It’s clear that an appraisal will be good for the week that you get it, but what about a month or two later? What about a year later? Eventually, there will be a point where the appraisal will expire and no longer hold up in the market. When exactly that happens tends to depend on the type of home loan a buyer is after.
How long Is An Appraisal Good For?
How long an appraisal is good for depends on the type of loan being used. For FHA loans, the appraisal is good for 120 days, while VA appraisals are good for six months. After the 120 days or six months are up, the appraisal is no longer be considered valid and will expire.
For example, if a buyer uses an FHA loan and gets a home appraised, they will need to close within 120 days to avoid getting a second appraisal. This puts a quasi-deadline on a home sale, since you may end up having to pay more or get approved for the new amount if they close post-expiration.
What Happens If An Appraisal Expires?
If the sale of the home hasn’t closed before the appraisal expires, you’ll need to either get a new appraisal done or see if your lender will accept an update. An appraisal update would be the ideal option as it will cost less. Even though you may be past the date the original appraisal was good for, a lot of the work that went into it has already been done. The unique qualities of the home have already been assessed, and an appraisal update will focus more on market conditions and ensuring the value of the home hasn’t declined.
Can An Appraisal Be Deferred?
If you’re worried about not being able to close before an appraisal expires, you’re in luck. As of 2020, banks and credit unions can defer an appraisal until after the property’s sale. This movement is a (currently) temporary order created to help jog the ailing housing market and push forward loan deals.
There are several caveats here. Not all mortgage loans are allowed to have a delayed appraisal. Those who do have to have specialized approval through lenders, and most residential homes that all under this rule will have to be valued under $400,000 to qualify.
According to current legislation, this temporary deferral rule will be lifted at the end of the year. However, there’s always a chance that politicians may choose to extend it.
Do You Have To Accept An Appraiser’s Estimate?
Imagine the following scenario. You are trying to sell (or buy) your home, and you hire an appraiser. The appraiser gives you a value that is way below (or above) what you believe your house is worth. It happens more often than you think.

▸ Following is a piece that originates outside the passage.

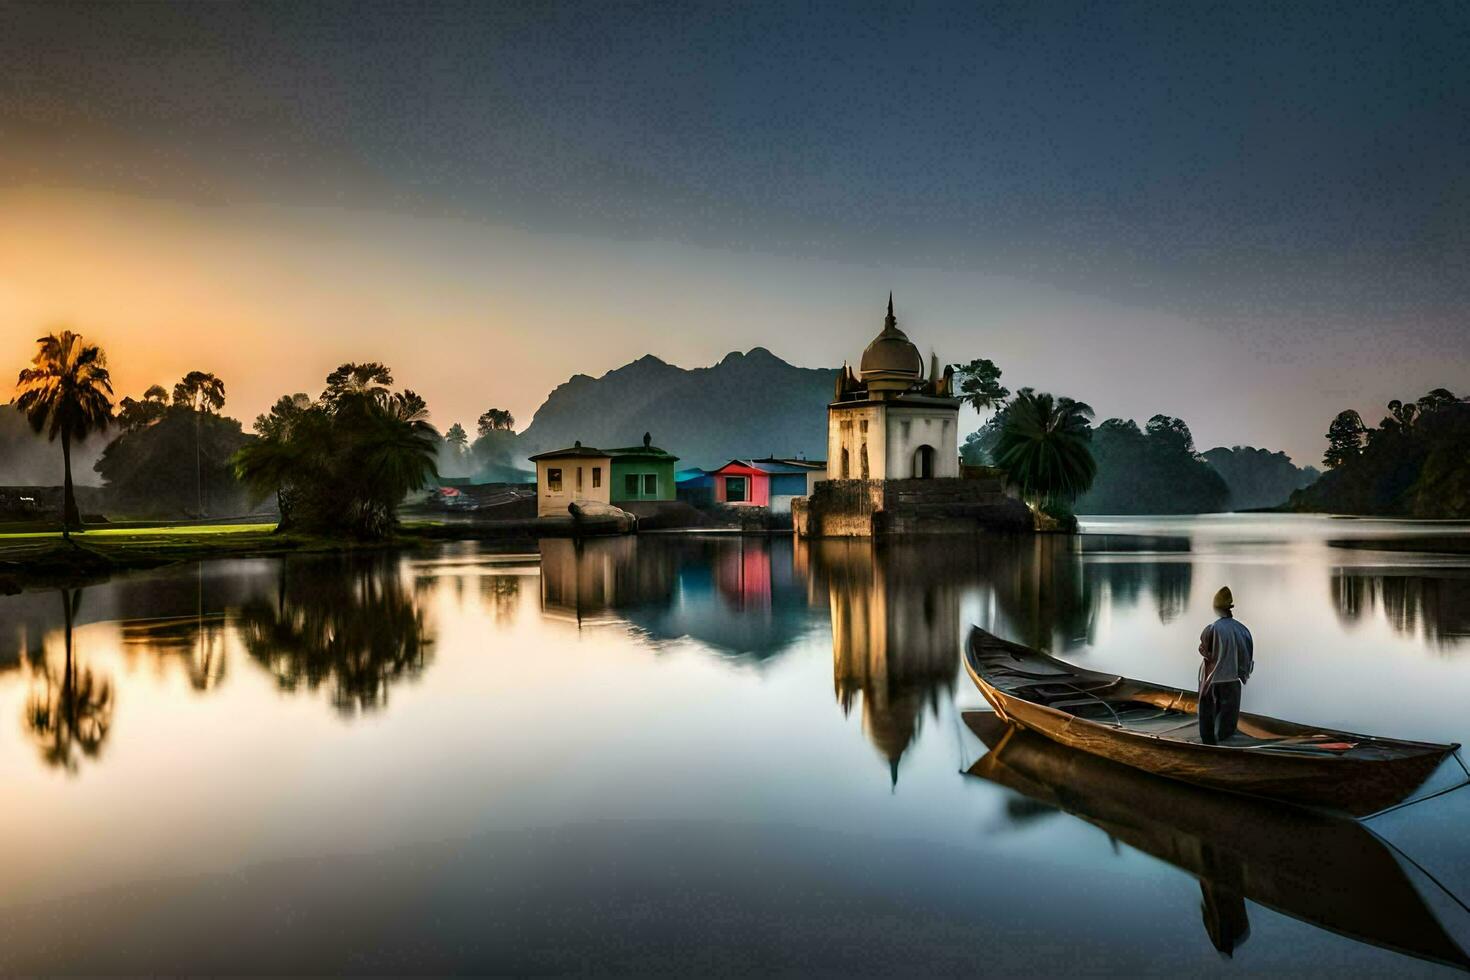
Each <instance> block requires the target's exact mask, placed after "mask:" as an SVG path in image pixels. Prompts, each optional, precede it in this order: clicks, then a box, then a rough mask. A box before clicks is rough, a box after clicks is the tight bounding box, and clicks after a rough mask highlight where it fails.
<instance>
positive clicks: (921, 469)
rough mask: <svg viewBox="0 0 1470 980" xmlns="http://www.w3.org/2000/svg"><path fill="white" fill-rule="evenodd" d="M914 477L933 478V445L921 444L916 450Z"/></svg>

A bad appraisal can happen for a variety of reasons, including hiring an inexperienced appraiser, using outdated comps, or just having expectations that aren’t reasonable. These things can happen to anyone.
If you have a bad appraisal, you have two options. The first one is to reconsider the sale and stay home. If you don’t believe that the appraisal was done legitimately, then you can try for a do-over.
Should You File An Appraisal Appeal?
If you and your real estate agent both agree that it’s the right move to do, then yes, you should. To file an appeal, you will have to fill out a form stating the reasons for your objection to the appraisal price. From there, you might be able to change the appraisal as long as everyone is on the same page.
If you noticed that your appraiser used outdated comps, or used comps that didn’t really match your home, then you should notify the lender involved in the transaction. They may be able to come up with a solution that’s better.
When Can You Ask For A Second Appraisal?
Once in a while, you might end up with an appraiser that just isn’t doing their job well—and the appeal doesn’t go in your favor. Though it may start to feel like it’s hopeless, the truth is that you still have another way to get the appraisal to be fair.
Another option that you can consider doing is getting a second appraisal. To do this, the buying party will have to agree to work with another lender. That lender will refer them to a new appraiser. The selling party will be in charge of paying for the appraisal.
It’s worth noting that you will have to buy a second appraisal if your timeframe on the initial appraisal expired. So, this might be part of your real estate transaction regardless of the appraisal outcome if you drag your feet at closing.
Appraisals are only good for a finite amount of time, but it should be more than enough time to close the sale. For the vast majority of real estate transactions, the appraisal lasts either 120 days or six months.